Check if uwsgi starts properly using:

(pyenv) openbsd$ /home/searx/pyenv/bin/uwsgi --ini /home/searx/uwsgi.ini

The daemon can be reached and tested using an SSH tunnel and a local Web browse:

# ssh -L 8888:localhost:8888 jca@openbsd

If that works, stop the daemons and quit the _searx user environment.

Write an OpenBSD starting script

An rc.d script will allow starting the searx/uwsgi service automatically:

openbsd# cat > /etc/rc.d/searx
#!/bin/ksh
#
# starting searx via uwsgi

daemon="uwsgi"
daemon_user="_searx"
daemon_group="_searx"
daemon_pid="/home/searx/searx.pid"
daemon_ini="/home/searx/uwsgi.ini"
daemon_flags="--ini ${daemon_ini} --pidfile ${daemon_pid} \ 
--ftok ${daemon_pid} --mime-file /usr/share/misc/mime.types \
--thunder-lock --log-syslog"

. /etc/rc.d/rc.subr

rc_reload=NO
rc_bg=YES

rc_start() {
        ${rcexec} ". ~/.profile ; ${daemon} ${daemon_flags}"
}

rc_stop() {
        ${rcexec} ". ~/.profile ; ${daemon} --stop ${daemon_pid}"
}

rc_cmd $1

#EOF

openbsd# chmod 0555 /etc/rc.d/searx
openbsd# rcctl enable searx
openbsd# rcctl start searx
searx(ok)

Expose searx via relayd(1)

The searx documentation recommends using the filtron reverse proxy to protect your searx instance. After looking at the source code and configuration, I decided to apply the protection using relayd(1) and pf(4).

Configuration of TLS is not covered here. Read acme-client(1) and acme-client.conf(5) for more details.

# vi /etc/relayd.conf
(...)
table <searx> { 127.0.0.1 }
(...)
http protocol https_protocol {
	(...)
	block
	(...)
	include "/etc/relayd.conf.cache"
	include "/etc/relayd.conf.bad-user-agent"

	block request quick header "Accept-Language" value ""
	(...)
	pass request quick header "Host" value "searx.openbsd.local" forward to <searx>
}

relay https_relay {
	(...)
	protocol https_protocol
	(...)
	forward to <searx> port 8888
}

# rcctl enable relayd
# rcctl start relayd

Not providing an Accept-Language header or trying to connect using the wrong FQDN will shut down the HTTPS connection.

The “bad-user-agent” section block HTTP requests using a User-Agent value known to be used by bots. You can get the updated list from the filtron sources . As User-Agent value can be forged, this has a limited power of protection on your instance.

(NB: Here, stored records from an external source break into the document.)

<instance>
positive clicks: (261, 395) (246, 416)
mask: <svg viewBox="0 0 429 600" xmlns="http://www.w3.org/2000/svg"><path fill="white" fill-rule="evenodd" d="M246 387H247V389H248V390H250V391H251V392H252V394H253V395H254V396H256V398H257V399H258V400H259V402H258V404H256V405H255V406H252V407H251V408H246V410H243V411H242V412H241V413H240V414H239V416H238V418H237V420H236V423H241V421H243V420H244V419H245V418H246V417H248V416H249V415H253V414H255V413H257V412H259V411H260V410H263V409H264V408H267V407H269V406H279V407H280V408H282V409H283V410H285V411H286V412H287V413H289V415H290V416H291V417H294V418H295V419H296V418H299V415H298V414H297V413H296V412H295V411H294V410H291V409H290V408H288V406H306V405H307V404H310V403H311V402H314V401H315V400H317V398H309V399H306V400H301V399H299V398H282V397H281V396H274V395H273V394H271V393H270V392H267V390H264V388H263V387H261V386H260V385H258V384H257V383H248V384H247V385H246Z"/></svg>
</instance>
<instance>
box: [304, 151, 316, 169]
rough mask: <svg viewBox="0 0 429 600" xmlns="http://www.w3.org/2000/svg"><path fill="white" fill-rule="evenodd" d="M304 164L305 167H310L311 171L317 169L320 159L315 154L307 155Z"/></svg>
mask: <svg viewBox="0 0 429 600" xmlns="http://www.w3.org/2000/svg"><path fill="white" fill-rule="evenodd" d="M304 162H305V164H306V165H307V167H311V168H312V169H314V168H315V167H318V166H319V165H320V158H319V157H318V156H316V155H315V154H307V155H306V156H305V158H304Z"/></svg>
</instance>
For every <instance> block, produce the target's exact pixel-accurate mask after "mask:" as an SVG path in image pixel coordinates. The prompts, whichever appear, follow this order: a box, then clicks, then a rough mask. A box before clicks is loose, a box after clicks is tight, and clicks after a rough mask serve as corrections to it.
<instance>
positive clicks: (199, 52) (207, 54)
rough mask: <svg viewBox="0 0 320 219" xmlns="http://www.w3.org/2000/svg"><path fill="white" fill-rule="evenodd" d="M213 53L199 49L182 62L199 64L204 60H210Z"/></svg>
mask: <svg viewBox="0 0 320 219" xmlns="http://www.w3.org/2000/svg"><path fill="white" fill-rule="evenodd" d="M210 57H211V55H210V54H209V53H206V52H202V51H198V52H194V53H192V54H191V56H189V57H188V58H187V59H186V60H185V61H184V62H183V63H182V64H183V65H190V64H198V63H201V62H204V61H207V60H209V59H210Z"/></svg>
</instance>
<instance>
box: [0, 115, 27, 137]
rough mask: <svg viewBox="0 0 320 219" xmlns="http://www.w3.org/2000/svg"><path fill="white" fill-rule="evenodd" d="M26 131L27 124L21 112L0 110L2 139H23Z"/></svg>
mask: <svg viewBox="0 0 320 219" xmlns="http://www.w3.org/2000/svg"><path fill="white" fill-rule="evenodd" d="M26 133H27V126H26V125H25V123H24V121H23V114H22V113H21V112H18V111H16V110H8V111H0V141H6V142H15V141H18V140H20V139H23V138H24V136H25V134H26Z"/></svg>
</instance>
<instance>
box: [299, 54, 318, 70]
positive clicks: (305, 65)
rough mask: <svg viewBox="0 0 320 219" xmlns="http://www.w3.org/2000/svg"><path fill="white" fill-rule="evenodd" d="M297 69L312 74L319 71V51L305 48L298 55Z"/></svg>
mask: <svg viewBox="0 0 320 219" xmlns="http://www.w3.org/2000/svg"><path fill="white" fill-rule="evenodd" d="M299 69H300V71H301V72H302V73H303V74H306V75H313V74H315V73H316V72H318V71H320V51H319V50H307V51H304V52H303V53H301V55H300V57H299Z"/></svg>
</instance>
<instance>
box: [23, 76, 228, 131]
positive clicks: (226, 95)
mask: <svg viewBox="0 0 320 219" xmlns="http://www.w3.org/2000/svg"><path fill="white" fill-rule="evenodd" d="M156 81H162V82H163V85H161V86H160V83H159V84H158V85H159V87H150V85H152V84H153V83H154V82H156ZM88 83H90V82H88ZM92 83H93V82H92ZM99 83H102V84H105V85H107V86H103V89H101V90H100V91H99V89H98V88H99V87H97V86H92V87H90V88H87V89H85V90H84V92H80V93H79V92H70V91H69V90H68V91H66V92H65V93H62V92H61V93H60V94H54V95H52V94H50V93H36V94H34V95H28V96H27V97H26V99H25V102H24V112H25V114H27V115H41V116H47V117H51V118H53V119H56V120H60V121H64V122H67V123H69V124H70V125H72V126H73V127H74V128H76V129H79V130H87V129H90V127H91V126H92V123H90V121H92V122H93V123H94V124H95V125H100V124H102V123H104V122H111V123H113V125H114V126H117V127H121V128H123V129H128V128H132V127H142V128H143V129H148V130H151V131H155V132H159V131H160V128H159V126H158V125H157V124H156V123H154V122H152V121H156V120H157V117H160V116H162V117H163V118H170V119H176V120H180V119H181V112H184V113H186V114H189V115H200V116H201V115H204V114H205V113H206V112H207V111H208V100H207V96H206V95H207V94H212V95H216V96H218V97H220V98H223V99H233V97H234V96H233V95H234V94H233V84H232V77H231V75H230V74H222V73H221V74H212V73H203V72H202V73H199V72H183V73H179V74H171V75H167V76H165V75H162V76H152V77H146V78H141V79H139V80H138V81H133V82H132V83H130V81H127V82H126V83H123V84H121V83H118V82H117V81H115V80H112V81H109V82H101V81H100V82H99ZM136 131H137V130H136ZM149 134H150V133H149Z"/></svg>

# cat /etc/relayd.conf.bad-user-agent
(...)
block request quick header "User-Agent" value "YandexMobileBot/*"
block request quick header "User-Agent" value "YandexBot/*"
block request quick header "User-Agent" value "Yahoo! Slurp/*"
block request quick header "User-Agent" value "MJ12bot/*"
(...)

The “cache” block is just a way to force Cache-Control on some of the Web elements:

# cat /etc/relayd.conf.cache
match request path "*.css" tag "caching"
match request path "*.js"  tag "caching"
match request path "*.gif" tag "caching"
match request path "*.jpg" tag "caching"
match request path "*.png" tag "caching"
match request path "*.svg" tag "caching"

match response tagged "caching" header set "Cache-Control" value "max-age=86400"

Configuring pf(4)

Another set of filtron rules is used to limit access based on IP source. This can somehow be done using pf(4).

(...)
block quick from <bad_hosts>
pass in on egress inet proto tcp                \
        from any to (egress) port { http https }\
        modulate state                          \
        (source-track rule,                     \
        max-src-conn-rate 100/5,                \
        overload <bad_hosts> flush global)      \
        label "Web Access"

One thing to remember is that pf(4) knows about TCP sessions, not HTTP sessions. Furthermore, I noticed that relayd(8) adds a “Connection: close” HTTP header to the response from uwsgi. This means that a well constructed Web agent would close the TCP session after getting each objects. This also means that, to get a Web page with 2 CSS files and 3 images, you have to make 6 TCP connections. This seems weird to me because this would mean relayd(8) does not provide proper HTTP/1.1 support. And I’m pretty sure that devs have done their homework properly. So I must have just misunderstood / misconfigured something. Anyway, this is why I’m not using max-src-conn in the source-track rule and have a max-src-conn-rate so ‘high’. With a max-src-conn set to 50 and a max-src-conn-rate set to 20/5, I was constantly been blacklisted.

To identify a “usual” max-src-conn-rate, I used the following command while running a few searches:

# while true; do clear ; pfctl -s Sources; sleep 0.5; done

Using searx and various thoughts

So far, I have not found a way to use searx as a default search engine on my iOS devices. So I just set a Bookmark on the dock bar to open a searx tab in one tap.

On Firefox ESR v91, I could use the opensearch feature of the searx template. This allows using my searx instance from the search bar. This also seems to work with Chromium v93.

All in all, searx provides decent results. I even ended getting results never shown in Google or Duck Duck Go ; when searching for specific OpenBSD stuff. If you don’t want to run your own instance, you can browse to https://searx.space/ and identify one that you would trust.

I will probably look a making a specific theme for my searx instance. I’m not entirely convinced by the mobile look of the two default themes.

I will also have to dig a bit more on that “Connection” header from relayd. Finding the correct setting should enable better limitation and control on the HTTP session from the pf(4) states. Or I just don’t know what I talking about :p

PS: Thanks Hakan E. Duran for feedbacks.